From the moment orphan heroine Sheeta leaps from an airship and plummets to the earth, the movie charges along like a runaway freight train. If My Neighbour Totoro (1988) is Miyazaki’s E.T. (1982), Laputa is his Raiders of the Lost Ark (1981). Sheeta’s life is saved by the necklace she wears containing a fragment of the Levitation Stone that powers the legendary flying island Laputa, and by boy hero Pazu. Another orphan, Pazu longs to fulfil his father’s dream and discover Laputa. A pirate gang led by the notorious Ma Dola are after Sheeta’s necklace, so Pazu brings her to his idyllic mining community. In the mid-eighties, ardent Marxist Miyazaki visited Wales for research and drew inspiration from the miners’ strike. Scenes of boisterous brawling and cartoon camaraderie recall John Ford’s How Green Was My Valley (1941). Super-strong miners face down pernickety pirates. A muscleman flexes and rips his shirt. “Who is going to sew that back together?” quips his wife, cutting him down to size. A helter-skelter chase ends with the Dola gang beguiled by Sheeta’s innocence, while Ma melts at the kids’ blossoming love, recalling her own youthful romance. Everyone bonds against a common enemy: the corrupt military and psychotic secret policeman Muska. Pazu and Sheeta discover high-flying Laputa, a pastoral wonderland protected by gentle, giant robots. But Muska breaks in with his hidden agenda, to reactivate Laputa as an all-powerful superweapon. Can true love and youthful idealism rescue humanity?

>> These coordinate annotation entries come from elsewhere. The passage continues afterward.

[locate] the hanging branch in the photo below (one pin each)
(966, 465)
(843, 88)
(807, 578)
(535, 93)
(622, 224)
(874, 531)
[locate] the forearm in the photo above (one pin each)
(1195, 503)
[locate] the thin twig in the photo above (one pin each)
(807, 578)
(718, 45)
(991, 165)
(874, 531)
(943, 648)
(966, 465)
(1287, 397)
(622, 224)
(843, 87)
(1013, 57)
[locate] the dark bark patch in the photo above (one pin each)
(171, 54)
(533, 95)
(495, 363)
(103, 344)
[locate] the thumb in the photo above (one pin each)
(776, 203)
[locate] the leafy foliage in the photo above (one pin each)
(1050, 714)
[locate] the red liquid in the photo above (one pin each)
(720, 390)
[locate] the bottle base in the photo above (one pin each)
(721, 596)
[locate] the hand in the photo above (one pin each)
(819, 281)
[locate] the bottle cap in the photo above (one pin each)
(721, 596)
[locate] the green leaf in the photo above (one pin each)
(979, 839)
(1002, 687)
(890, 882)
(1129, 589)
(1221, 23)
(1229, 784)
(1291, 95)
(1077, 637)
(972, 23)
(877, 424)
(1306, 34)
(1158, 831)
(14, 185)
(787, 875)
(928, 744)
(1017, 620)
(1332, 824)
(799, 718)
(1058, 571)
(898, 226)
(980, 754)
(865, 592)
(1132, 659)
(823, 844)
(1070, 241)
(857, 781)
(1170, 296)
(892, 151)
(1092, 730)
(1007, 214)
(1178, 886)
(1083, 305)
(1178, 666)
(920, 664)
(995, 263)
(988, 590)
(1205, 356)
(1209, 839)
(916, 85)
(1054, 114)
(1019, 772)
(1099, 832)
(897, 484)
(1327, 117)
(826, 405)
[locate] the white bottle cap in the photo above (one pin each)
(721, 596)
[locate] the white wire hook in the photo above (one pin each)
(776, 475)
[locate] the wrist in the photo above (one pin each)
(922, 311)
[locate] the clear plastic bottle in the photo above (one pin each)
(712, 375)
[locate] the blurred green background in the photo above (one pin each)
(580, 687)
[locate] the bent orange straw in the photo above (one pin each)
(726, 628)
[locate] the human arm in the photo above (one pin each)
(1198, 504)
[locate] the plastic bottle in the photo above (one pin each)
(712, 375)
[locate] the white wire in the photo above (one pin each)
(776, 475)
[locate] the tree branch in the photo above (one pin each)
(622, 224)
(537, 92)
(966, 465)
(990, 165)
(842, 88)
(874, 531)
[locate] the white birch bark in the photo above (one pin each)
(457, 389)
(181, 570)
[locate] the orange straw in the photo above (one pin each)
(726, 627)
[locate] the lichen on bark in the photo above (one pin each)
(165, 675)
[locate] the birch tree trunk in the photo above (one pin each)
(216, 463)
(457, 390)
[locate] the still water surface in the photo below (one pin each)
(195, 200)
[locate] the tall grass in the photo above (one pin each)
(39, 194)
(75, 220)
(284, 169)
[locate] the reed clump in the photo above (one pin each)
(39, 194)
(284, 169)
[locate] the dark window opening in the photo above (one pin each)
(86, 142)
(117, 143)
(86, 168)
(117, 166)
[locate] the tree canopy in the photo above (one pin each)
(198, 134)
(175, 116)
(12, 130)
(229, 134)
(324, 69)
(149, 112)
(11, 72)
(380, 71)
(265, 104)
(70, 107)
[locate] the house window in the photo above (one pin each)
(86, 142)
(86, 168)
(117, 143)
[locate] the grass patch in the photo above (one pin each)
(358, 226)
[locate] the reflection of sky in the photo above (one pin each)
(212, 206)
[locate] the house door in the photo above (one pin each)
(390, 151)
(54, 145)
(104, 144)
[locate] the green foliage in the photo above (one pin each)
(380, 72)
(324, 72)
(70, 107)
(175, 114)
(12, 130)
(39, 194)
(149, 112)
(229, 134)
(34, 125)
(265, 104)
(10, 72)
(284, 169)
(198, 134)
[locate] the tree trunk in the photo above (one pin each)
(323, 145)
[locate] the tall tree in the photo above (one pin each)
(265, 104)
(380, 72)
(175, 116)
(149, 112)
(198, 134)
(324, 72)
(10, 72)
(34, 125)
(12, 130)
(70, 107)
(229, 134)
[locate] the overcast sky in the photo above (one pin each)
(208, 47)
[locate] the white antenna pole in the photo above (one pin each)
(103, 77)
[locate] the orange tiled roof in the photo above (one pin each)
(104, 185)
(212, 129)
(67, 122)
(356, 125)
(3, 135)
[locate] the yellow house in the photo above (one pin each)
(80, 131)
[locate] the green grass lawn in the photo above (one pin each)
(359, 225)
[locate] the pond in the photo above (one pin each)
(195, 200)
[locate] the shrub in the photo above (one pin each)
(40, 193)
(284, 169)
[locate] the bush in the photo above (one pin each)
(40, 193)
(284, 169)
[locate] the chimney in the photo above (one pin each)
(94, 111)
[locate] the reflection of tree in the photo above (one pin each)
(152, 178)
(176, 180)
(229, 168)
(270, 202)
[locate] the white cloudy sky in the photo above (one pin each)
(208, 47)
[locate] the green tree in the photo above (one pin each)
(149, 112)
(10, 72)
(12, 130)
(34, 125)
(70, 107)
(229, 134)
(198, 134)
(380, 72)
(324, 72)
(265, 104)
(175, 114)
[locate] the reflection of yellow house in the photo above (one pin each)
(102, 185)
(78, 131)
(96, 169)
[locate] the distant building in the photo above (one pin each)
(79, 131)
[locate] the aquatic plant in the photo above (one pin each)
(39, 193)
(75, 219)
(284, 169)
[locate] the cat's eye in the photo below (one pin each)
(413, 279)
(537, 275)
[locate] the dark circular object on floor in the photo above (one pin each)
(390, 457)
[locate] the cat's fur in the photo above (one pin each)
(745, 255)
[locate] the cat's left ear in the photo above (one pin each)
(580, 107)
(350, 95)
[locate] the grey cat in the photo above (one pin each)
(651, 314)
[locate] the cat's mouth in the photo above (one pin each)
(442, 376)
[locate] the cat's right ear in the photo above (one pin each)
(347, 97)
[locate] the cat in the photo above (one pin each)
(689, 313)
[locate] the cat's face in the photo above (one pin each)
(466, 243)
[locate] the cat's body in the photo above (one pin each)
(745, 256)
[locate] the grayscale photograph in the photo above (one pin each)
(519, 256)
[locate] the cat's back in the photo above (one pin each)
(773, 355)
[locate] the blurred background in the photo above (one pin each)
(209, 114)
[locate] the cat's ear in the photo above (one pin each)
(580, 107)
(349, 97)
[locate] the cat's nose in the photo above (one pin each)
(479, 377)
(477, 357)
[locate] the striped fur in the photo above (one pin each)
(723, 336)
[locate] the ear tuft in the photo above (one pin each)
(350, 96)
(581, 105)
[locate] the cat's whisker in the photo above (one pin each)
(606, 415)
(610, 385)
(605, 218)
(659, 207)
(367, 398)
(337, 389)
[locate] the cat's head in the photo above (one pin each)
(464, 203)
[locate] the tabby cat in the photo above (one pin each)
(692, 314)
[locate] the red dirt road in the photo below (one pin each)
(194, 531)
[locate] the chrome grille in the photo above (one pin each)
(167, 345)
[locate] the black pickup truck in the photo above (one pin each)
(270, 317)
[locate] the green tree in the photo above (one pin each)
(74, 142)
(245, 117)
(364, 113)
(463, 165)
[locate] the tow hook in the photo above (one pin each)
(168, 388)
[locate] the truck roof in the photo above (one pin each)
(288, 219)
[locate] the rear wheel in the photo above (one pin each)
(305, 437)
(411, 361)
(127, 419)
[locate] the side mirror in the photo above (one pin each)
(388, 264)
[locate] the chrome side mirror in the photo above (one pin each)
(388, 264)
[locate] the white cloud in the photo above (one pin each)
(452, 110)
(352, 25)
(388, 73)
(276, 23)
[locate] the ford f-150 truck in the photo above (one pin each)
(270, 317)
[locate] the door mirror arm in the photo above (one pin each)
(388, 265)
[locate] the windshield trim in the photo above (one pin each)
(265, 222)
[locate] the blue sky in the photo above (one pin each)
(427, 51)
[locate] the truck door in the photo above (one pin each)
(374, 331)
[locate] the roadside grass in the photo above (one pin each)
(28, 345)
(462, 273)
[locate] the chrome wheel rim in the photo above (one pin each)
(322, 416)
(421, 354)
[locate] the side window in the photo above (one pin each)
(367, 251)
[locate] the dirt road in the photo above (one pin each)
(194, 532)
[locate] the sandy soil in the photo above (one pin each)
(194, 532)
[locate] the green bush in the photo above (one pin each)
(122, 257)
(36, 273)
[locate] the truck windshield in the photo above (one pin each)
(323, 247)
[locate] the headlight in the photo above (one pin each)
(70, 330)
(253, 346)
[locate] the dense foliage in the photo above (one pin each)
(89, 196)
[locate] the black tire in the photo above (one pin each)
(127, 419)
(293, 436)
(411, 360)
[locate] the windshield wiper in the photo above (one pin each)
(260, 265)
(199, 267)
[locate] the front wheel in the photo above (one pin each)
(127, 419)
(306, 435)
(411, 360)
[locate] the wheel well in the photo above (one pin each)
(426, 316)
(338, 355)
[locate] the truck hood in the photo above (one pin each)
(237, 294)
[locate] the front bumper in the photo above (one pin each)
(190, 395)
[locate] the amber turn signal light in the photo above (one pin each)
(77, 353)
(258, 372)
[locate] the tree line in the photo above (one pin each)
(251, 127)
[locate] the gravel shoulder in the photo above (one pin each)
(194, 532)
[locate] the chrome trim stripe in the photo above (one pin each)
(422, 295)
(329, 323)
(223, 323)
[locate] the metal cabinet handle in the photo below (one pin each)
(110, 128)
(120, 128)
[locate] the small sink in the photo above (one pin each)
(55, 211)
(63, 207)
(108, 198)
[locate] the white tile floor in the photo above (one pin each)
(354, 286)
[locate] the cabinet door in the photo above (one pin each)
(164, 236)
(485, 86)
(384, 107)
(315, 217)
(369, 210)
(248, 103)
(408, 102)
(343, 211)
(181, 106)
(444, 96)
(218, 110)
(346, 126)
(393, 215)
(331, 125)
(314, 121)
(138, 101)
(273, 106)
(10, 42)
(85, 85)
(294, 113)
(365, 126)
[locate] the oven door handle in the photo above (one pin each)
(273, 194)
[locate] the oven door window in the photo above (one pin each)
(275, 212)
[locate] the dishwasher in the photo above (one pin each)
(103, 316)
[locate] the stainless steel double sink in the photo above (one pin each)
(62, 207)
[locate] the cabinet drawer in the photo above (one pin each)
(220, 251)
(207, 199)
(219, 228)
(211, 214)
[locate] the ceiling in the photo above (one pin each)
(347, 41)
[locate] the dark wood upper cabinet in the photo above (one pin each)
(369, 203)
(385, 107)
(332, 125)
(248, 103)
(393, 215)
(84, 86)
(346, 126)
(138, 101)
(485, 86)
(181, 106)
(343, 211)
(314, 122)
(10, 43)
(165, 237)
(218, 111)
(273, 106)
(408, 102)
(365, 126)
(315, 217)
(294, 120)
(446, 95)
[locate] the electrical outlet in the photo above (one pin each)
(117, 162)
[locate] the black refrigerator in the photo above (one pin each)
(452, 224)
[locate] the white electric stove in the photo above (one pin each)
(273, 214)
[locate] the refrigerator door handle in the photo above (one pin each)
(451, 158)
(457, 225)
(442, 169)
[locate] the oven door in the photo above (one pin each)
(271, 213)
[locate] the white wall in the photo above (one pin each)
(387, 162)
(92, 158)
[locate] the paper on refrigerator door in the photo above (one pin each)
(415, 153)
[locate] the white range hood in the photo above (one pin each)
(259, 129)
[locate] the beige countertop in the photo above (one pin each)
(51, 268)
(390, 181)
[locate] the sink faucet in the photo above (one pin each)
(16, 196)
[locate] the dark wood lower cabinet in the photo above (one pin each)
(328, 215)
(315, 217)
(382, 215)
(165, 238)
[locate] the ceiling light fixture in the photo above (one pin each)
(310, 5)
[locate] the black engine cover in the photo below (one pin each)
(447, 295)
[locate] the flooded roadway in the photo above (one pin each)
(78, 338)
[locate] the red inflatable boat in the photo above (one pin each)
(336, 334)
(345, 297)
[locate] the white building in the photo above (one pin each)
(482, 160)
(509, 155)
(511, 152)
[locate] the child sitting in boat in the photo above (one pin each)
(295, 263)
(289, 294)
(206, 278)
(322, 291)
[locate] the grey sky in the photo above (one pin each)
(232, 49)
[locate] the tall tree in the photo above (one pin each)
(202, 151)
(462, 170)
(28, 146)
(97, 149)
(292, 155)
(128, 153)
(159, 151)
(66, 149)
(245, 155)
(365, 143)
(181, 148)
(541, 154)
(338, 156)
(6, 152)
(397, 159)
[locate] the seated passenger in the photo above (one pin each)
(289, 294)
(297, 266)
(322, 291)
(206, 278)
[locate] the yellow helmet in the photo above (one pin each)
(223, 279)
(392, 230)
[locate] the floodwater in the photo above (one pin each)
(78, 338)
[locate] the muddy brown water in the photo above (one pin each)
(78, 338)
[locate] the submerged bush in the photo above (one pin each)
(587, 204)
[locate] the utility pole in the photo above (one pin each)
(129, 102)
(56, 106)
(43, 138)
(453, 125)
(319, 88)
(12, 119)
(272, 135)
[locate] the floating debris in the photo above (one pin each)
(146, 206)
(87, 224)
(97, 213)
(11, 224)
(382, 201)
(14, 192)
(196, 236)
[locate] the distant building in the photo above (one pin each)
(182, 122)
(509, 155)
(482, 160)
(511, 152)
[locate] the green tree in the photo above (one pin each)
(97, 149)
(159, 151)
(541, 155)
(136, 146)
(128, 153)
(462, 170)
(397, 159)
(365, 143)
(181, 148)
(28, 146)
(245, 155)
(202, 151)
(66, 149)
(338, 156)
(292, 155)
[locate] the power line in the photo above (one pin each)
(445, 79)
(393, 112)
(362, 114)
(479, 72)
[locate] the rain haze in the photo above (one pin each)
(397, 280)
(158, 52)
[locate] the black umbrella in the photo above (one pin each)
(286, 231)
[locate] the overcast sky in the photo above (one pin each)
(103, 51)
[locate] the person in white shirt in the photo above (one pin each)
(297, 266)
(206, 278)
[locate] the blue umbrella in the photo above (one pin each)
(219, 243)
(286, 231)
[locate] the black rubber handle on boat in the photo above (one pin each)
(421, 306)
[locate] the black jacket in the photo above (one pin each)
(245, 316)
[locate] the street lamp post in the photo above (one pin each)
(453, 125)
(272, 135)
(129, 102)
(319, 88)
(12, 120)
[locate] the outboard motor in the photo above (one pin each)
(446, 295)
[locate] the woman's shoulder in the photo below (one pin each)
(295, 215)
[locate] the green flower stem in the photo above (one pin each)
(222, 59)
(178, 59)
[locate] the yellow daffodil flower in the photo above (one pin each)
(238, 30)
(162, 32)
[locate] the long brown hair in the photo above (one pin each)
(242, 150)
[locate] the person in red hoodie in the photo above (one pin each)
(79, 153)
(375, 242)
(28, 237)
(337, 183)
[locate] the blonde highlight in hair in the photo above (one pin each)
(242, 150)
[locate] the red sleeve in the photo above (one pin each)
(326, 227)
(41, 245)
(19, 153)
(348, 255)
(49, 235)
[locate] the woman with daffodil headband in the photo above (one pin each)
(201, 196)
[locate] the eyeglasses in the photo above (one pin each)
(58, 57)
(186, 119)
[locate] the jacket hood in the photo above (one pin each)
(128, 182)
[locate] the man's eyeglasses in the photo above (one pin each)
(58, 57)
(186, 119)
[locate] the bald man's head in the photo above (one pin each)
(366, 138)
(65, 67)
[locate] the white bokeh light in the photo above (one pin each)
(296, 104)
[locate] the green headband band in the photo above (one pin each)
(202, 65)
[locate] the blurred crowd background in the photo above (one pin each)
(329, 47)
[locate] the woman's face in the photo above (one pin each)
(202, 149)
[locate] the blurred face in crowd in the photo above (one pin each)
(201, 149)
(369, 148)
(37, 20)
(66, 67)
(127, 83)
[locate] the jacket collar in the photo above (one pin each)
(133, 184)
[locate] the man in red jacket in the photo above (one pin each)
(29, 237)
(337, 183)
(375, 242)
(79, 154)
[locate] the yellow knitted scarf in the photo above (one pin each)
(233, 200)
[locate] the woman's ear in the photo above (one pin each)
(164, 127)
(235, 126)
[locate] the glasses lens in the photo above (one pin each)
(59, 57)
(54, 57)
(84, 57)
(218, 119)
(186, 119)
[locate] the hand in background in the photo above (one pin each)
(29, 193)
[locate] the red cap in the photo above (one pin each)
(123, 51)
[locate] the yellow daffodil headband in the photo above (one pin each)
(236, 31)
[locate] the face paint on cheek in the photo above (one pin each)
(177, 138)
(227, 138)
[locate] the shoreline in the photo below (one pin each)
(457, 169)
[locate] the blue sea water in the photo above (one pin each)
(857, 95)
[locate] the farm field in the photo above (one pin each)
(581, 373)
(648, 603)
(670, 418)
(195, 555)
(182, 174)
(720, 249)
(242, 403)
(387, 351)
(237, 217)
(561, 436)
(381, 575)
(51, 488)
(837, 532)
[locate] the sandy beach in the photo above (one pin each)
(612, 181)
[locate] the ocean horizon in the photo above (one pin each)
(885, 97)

Laputa is an exhilarating rollercoaster ride, mixing steampunk sci-fi, eco-politics, and heartfelt idealism. An extrapolation of Miyazaki’s earlier television anime Future Boy Conan (1978), it is a perfect introduction to his oeuvre, although maniacal Muska remains his only two-dimensional villain. The anime maestro crams his film full to bursting with shootouts, gravity defying leaps, shape-shifting robots and literary allusions (Laputa features in Jonathan Swift’s Gulliver’s Travels). Yet it remains Miyazaki’s tightest screenplay, featuring some of his most moving scenes (the dying robots, Muska shooting off Sheeta’s pigtails – symbolic of her lost innocence), and persuasive political argument. You’ll never be more convinced that nature fused with technology can bring together idealistic workers, sentimental rogues, noble robots and selfless children to save the day.